Twitter is a funny thing. It connects us, it gives us access to horrors beyond the pale in our daily news cycle, soon, it will stream Tucker Carlson to bigots around the world. One thing it rarely does is sell books, especially ones that have been out for a few years. That is, apparently, unless you’re a Trigun fan named after the sizeable wang of one of its heroes.
“Read this. DO NOT look up anything about it. just read it. it’s only like 200 pages u can download it on audible it’s only like four hours,” Twitter user @maskofbun—known by the username Bigolas Dickolas Wolfwood in reference to the cross-wielding assassin Nicholas D. Wolfwood from the anime/manga series Trigun—wrote on May 7 to their approximately 15,000 followers on the platform. “Do it right now i’m very extremely serious.”
The “this” in question is Amal El-Mohtar and Max Gladstone’s This Is How You Lose the Time War, the 2019 Hugo and Nebula-award winning sci-fi epistolary novel, telling the tale of two rival time-traveling agents working against each other and then falling in love through the letters and notes they leave for each other across time and space. In the days since the tweet went viral, on Bigolas’ recommendation, sales of the book on Amazon skyrocketed, landing Time War into the site’s bestsellers list as the sixth most popular book on the platform as of writing.
Of all books. Not just LGBTQ+ sci-fi, where its Kindle version is number one, nor in the wider genre of sci-fi romance, where the paperback is also number one. Not just in Time Travel sci-fi, where its audiobook sits at... well, number one. All books. On the biggest e-commerce platform in the world. Even the producer of the recent reboot anime Trigun Stampede, Yoshihiro Watanabe, has gotten in on the fun, simply tweeting today “Have I bought the book? Yes.”
This isn’t just an anomaly, in that social media trends rarely drive book sales specifically. Especially so with contemporary Twitter, as it seemingly circles the drain of relevance the longer Elon Musk continues to poke at it in his era of chaotic ownership, drowning in a sea of crypto scam ads and the people with the worst opinions on the planet paying eight bucks a month to make you see those opinions. But it’s also in the fact that This Is How You Lose the Time War is four years into its release cycle at this point. It was very successful at the time of release, garnering widespread critical appraisal, and as previously mentioned, winning the Hugo and Nebula awards for best novella in 2020. But outside of major books and franchise stalwarts it’s rare to see a four-year old novel hit this kind of resurgence.
It’s an event that is similarly baffling to one of its authors. In a personal blog post titled “I tried to title this post for 20 minutes and failed,” El-Mohtar expressed her own bewildered delight at the situation, both in Time War’s sales boost and in the discovery of Trigun fandom, and Trigun fandom centered around horniness for a giant-cross-gun-wielding space assassin specifically. “As far as I can tell, someone going by the name Bigolas Dickolas Wolfwood runs a fan account for a 90s anime called Trigun which was recently rebooted, and tweeted about loving Time War with imperative enthusiasm, and somehow over the course of 24 hours that tweet went viral with people chiming in to say how much, how passionately, how violently they love the book, and it blew up,” El-Mohtar wrote. “Despite the fact that Twitter Does Not Sell Books enough people bought our book in a short enough period that whatever algorithmic alchemy determines Amazon’s best-sellers took notice, and the upshot of it all is that corporate marketing people at Simon & Schuster now know the name Bigolas Dickolas.”
It’s a fascinating insight into how Amazon and its algorithmic-driven storefront have dominated the bookselling industry in its decades-long rise to dominance—and how on a whim a change in the search and trending data that drives the entire internet at large this point can either doom media to obscurity or propel it to bizarre new heights.

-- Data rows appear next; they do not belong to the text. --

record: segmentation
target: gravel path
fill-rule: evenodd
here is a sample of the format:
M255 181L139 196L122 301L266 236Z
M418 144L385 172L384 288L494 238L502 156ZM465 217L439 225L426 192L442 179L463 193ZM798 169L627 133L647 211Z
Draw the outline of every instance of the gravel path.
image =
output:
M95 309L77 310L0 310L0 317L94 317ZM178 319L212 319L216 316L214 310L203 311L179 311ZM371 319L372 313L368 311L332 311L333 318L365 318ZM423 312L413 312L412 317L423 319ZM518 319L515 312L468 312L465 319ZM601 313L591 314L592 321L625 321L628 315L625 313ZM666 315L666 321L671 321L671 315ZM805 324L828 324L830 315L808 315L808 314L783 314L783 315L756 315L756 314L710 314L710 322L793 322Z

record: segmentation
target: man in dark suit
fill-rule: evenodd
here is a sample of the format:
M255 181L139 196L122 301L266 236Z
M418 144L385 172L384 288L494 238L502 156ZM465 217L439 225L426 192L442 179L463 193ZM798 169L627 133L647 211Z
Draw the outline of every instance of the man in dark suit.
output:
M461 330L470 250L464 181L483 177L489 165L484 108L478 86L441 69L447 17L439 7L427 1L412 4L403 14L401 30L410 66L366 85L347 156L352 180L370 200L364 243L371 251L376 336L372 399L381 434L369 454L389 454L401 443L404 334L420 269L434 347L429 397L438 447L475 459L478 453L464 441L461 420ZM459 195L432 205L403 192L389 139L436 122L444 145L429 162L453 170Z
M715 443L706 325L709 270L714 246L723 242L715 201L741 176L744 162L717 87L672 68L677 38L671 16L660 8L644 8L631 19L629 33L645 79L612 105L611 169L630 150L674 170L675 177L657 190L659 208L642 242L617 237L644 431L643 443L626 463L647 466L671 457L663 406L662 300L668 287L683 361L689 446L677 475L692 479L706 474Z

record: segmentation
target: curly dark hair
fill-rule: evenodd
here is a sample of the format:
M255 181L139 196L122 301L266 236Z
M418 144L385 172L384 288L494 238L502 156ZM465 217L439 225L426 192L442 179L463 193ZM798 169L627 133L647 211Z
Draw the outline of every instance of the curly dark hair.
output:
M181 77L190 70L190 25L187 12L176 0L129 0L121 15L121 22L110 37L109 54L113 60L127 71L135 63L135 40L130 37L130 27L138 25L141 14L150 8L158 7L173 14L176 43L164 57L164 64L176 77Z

We are all at the behest of the almighty grip of SEO existing online, a great equalizer that unites everyone from award-winning sci-fi authors to anime fans.
“I cannot explain it, and am releasing the desire to try,” El-Mohtar concluded. “This is lightning striking repeatedly into the same bottle, and all I can do is marvel at it and give thanks for it. Not just to Bigolas Dickolas—blessed be their name—but to every person who read this book and loved it enough to share their passion for it at any point in the last four years. Max and I are so grateful, so overwhelmed, and so delighted.”